1903Hillton 17St. Eustace 0

      Nelson scuttled back to bed. Faint whispers reached him. Then:

      “Where are you going, Speede?” asked the Doctor’s voice suddenly.

      Dan, creeping cautiously up the aisle, paused in his tracks.

      “I left something up here, sir.”

      “Get it after siesta, then.”

      Dan went back to bed. The whispers grew, interspersed with chuckles.

      “Cut that out, fellows,” said the Doctor, and silence reigned again. For the next quarter of an hour the score of last autumn’s football game between Hillton and St. Eustace flaunted itself to the world. The fellows, all save one or two who had really fallen asleep, wondered what would happen after siesta. So did Nelson. He hoped that Dan would make trouble, for it seemed to him then that that insult could only be wiped out with blows; and although Dan was somewhat taller and much heavier than Nelson, the latter fancied he could give a fairly good account of himself. And then the bugle blew, fellows bounded onto the floor, and the ensuing racket more than made up for the half hour of quiet. Dan made at once for the placard. Nelson jumped up and stood under it. Dan stopped a few steps away.
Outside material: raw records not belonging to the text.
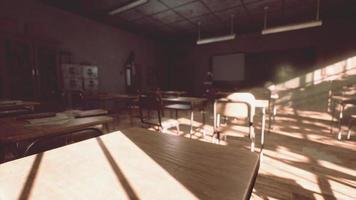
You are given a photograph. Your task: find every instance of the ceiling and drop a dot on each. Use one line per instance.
(180, 18)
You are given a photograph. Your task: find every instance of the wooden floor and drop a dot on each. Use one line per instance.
(302, 160)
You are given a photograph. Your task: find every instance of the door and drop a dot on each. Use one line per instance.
(19, 73)
(47, 77)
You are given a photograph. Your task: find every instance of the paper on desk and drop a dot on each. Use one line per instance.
(60, 118)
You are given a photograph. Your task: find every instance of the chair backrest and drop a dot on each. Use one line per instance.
(236, 105)
(148, 103)
(261, 93)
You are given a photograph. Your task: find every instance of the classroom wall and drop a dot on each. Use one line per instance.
(322, 46)
(88, 41)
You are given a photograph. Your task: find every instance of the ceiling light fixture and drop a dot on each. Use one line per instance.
(230, 36)
(291, 27)
(128, 7)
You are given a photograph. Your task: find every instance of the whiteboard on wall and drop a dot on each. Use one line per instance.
(230, 67)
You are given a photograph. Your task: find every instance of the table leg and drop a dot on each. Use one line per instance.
(333, 107)
(263, 127)
(191, 122)
(340, 121)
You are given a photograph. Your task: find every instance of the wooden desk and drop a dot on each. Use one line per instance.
(15, 133)
(173, 93)
(340, 101)
(132, 164)
(12, 130)
(104, 98)
(18, 105)
(186, 103)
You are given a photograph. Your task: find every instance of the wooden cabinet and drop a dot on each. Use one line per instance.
(29, 70)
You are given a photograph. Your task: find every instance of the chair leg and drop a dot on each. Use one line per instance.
(191, 122)
(178, 130)
(350, 129)
(217, 137)
(252, 137)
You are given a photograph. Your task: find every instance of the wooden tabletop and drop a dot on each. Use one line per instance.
(173, 93)
(14, 130)
(87, 113)
(344, 100)
(18, 105)
(111, 96)
(132, 164)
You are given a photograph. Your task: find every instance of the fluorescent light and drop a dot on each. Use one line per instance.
(216, 39)
(292, 27)
(127, 7)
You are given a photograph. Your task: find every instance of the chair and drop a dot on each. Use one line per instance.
(351, 122)
(151, 103)
(236, 109)
(263, 93)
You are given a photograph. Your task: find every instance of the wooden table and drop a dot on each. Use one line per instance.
(113, 97)
(17, 105)
(132, 164)
(14, 131)
(340, 101)
(173, 93)
(186, 103)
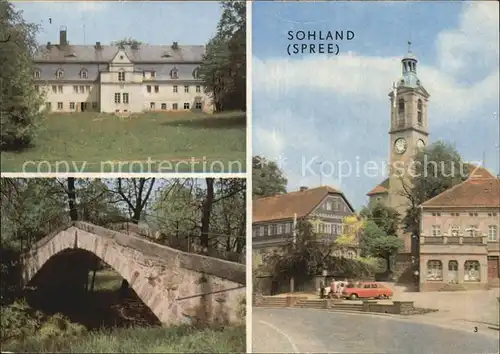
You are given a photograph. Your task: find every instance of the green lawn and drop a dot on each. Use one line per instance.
(149, 142)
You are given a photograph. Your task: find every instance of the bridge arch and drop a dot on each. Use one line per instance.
(178, 287)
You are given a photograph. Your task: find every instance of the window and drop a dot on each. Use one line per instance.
(419, 112)
(472, 271)
(401, 112)
(472, 231)
(436, 230)
(455, 230)
(434, 270)
(492, 233)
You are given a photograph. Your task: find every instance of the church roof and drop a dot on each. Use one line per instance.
(284, 206)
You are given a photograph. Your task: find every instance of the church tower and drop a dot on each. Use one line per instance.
(408, 132)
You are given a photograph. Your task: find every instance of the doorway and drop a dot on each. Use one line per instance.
(453, 272)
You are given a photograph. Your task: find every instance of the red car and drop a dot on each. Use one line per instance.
(367, 290)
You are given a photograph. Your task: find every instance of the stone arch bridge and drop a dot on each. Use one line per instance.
(176, 286)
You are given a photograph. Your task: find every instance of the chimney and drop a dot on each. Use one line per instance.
(63, 39)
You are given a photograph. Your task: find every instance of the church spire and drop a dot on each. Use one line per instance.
(409, 70)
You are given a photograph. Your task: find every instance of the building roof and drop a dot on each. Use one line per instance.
(105, 53)
(382, 188)
(284, 206)
(481, 189)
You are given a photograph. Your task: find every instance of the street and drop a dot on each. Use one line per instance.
(308, 331)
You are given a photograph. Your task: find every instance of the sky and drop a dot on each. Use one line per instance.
(318, 114)
(189, 23)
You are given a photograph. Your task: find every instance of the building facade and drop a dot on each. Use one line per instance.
(459, 240)
(120, 79)
(275, 218)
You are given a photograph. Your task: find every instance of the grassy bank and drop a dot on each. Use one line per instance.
(138, 340)
(148, 142)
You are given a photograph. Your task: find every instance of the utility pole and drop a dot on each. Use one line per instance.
(294, 235)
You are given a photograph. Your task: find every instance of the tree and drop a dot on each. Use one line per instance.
(127, 41)
(437, 169)
(135, 192)
(223, 68)
(378, 243)
(20, 103)
(267, 178)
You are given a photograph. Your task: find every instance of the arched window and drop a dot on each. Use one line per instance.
(472, 271)
(60, 73)
(419, 112)
(84, 74)
(401, 112)
(174, 73)
(196, 73)
(434, 270)
(453, 271)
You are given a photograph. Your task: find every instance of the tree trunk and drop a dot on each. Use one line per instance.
(73, 211)
(207, 211)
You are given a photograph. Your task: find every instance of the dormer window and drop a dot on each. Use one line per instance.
(196, 73)
(174, 73)
(84, 74)
(59, 73)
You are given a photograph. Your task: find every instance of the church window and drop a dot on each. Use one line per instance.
(401, 112)
(419, 112)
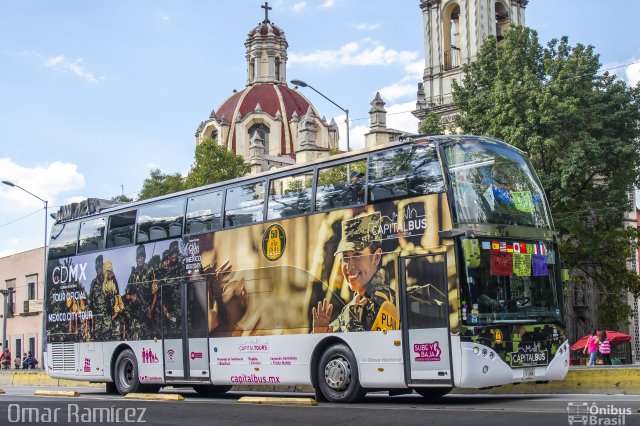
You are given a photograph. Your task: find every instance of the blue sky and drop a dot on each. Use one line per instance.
(95, 94)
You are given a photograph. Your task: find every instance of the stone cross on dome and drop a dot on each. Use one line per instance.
(266, 12)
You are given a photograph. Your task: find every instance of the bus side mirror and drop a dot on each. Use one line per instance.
(471, 250)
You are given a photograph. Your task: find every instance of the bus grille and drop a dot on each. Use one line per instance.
(63, 357)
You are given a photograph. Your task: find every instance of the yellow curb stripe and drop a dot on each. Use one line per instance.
(56, 393)
(277, 401)
(155, 396)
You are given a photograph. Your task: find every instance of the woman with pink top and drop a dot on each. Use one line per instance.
(592, 347)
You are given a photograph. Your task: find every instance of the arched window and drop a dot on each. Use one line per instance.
(452, 53)
(263, 131)
(502, 20)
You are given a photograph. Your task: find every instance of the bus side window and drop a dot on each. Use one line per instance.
(160, 220)
(204, 213)
(92, 235)
(337, 188)
(244, 204)
(64, 238)
(404, 172)
(121, 227)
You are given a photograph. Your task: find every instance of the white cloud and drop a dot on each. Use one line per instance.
(367, 26)
(44, 181)
(399, 117)
(396, 91)
(299, 7)
(60, 63)
(365, 52)
(632, 73)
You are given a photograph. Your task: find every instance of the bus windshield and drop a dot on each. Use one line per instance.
(494, 184)
(513, 282)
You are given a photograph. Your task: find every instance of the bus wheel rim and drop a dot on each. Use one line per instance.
(337, 373)
(126, 373)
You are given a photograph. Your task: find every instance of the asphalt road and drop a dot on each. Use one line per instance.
(376, 409)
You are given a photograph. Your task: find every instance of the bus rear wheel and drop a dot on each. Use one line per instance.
(208, 390)
(338, 375)
(433, 393)
(125, 373)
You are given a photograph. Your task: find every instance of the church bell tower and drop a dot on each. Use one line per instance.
(454, 31)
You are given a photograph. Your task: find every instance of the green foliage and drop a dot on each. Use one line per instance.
(430, 125)
(213, 163)
(581, 132)
(158, 184)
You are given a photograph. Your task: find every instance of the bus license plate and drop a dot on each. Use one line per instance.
(529, 374)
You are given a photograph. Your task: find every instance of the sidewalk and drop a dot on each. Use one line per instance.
(619, 379)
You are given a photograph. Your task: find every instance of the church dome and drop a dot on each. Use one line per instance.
(271, 98)
(266, 28)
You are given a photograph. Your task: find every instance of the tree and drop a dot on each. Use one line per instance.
(430, 125)
(580, 130)
(158, 184)
(215, 163)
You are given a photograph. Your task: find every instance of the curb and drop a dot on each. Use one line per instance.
(56, 393)
(155, 396)
(266, 400)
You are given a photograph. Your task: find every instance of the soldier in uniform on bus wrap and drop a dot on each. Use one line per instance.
(138, 297)
(373, 304)
(171, 298)
(94, 288)
(109, 306)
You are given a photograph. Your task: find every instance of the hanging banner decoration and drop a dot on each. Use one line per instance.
(523, 201)
(501, 264)
(540, 268)
(522, 265)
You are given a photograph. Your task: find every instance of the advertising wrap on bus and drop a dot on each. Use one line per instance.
(259, 283)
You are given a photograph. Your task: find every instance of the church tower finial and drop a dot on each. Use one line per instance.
(266, 12)
(266, 52)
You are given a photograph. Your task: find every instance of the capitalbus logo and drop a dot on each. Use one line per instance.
(427, 351)
(148, 357)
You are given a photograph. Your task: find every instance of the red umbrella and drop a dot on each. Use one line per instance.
(614, 338)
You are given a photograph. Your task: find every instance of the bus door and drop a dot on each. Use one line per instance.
(186, 346)
(425, 320)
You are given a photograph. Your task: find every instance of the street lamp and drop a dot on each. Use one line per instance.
(346, 111)
(44, 275)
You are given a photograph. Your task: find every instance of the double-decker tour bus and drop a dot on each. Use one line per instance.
(421, 265)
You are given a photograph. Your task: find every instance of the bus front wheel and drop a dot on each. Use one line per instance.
(433, 393)
(338, 375)
(126, 373)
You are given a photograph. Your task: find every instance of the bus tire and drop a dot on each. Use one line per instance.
(125, 373)
(338, 375)
(433, 393)
(207, 390)
(111, 387)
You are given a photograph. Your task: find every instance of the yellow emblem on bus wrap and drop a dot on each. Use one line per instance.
(387, 318)
(274, 242)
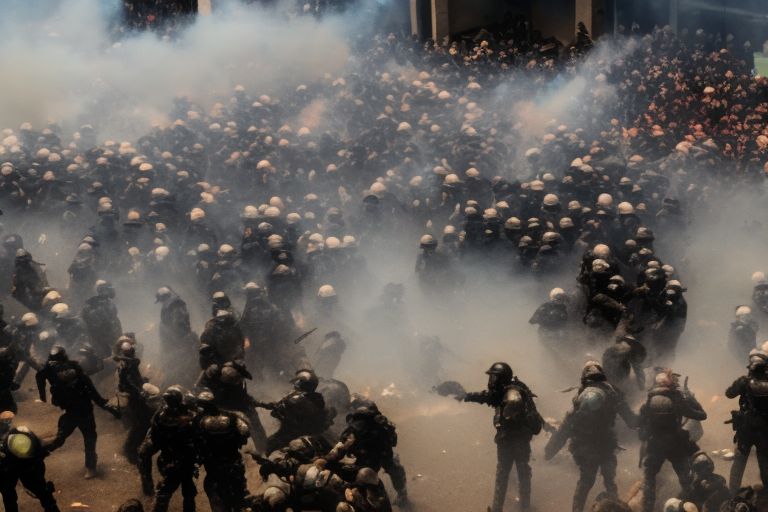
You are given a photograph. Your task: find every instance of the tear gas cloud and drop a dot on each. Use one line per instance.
(64, 66)
(67, 67)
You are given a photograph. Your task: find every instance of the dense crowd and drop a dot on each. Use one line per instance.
(267, 221)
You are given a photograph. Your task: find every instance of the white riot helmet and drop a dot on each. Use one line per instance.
(326, 292)
(557, 295)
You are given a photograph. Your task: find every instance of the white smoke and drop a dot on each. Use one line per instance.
(64, 66)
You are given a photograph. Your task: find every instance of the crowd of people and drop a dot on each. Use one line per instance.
(268, 222)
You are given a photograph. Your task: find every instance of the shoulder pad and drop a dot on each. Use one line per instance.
(242, 427)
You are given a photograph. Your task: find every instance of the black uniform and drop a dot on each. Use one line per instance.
(371, 438)
(224, 336)
(175, 330)
(27, 467)
(172, 433)
(29, 281)
(221, 435)
(664, 438)
(227, 383)
(709, 490)
(301, 413)
(8, 364)
(138, 412)
(750, 422)
(742, 337)
(623, 357)
(552, 319)
(516, 421)
(590, 428)
(72, 391)
(102, 323)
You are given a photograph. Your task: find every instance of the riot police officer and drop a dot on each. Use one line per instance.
(172, 433)
(301, 413)
(371, 438)
(590, 428)
(227, 384)
(100, 317)
(663, 436)
(516, 421)
(130, 384)
(22, 459)
(72, 391)
(221, 436)
(750, 422)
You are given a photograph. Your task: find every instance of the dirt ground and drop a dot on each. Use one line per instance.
(447, 449)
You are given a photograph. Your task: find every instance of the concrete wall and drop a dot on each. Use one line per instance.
(555, 18)
(468, 15)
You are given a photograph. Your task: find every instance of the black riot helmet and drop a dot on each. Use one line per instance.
(6, 354)
(205, 400)
(174, 396)
(305, 380)
(701, 464)
(499, 375)
(593, 372)
(58, 353)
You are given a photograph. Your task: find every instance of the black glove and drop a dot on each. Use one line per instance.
(147, 486)
(113, 410)
(266, 468)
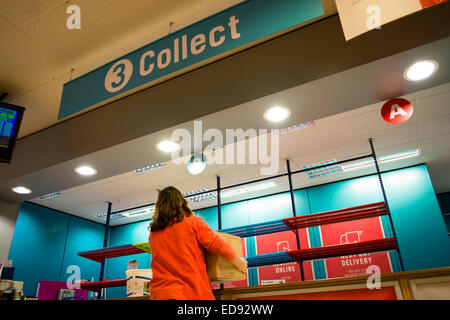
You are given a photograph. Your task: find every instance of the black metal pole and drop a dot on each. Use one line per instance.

      “That’s my piece of paper, you know,” he said quietly.

      “Get it,” answered Nelson.

      “Cut it out, you two,” said Bob.

      Nelson flashed a look of annoyance at the peacemaker.

      Dan viewed him mildly. “Look here,” he said, “if you’ll take that down and tear it up, we’ll call quits.”

      “I don’t know,” said Nelson. “How about Hillton being a bum school?” Dan grinned.

      “You take that down,” he said.

      “I will when you take back what you wrote on the other side.”

      “Don’t you do it, Dan,” advised a snub-nosed chap named Wells.

      “You shut up, Wells,” said Bob; and Wells, who wasn’t popular, was hustled out of the way by the others who had gathered.

      “Well, ain’t she pretty bum?” asked Dan innocently.

      “Not too bum to lick you at football,” answered Nelson hotly.

      “Pooh!” said Dan. “Do you know why? Because they wouldn’t let me play.”

      That aroused laughter, and Nelson stared at his antagonist in deep disgust. “What an idiot he was,” he said to himself; “he couldn’t be serious even over a quarrel.”

      “Well, she did it, anyhow,” he said rather lamely.

      “Well, it’s over now, isn’t it?” asked Dan calmly. “So let’s take the score down,” and he moved toward the placard.

      “No you don’t!” Nelson exclaimed, moving in front of him; “not until you’ve apologized.”

      Dan smiled at him in his irritating manner.

      “Don’t you believe I could lick you?” he asked.

      “Maybe you can,” said Nelson, “but talking won’t do it.”

      “Well, I can; but I’m not going to. There isn’t going to be any row, so you fellows might as well chase yourselves. It was just a joke, Tilford. Hillton’s all right. It’s the best school in the country, barring one. How’ll that do for an apology, my fierce friend?”

      “It isn’t quite truthful,” answered Nelson, smiling in spite of himself, “but I guess it’ll answer. Here’s your old paper.”

      Dan accepted it and tore it up. Then he stuffed the pieces in the first bunk he came to.

      “War is averted,” he announced.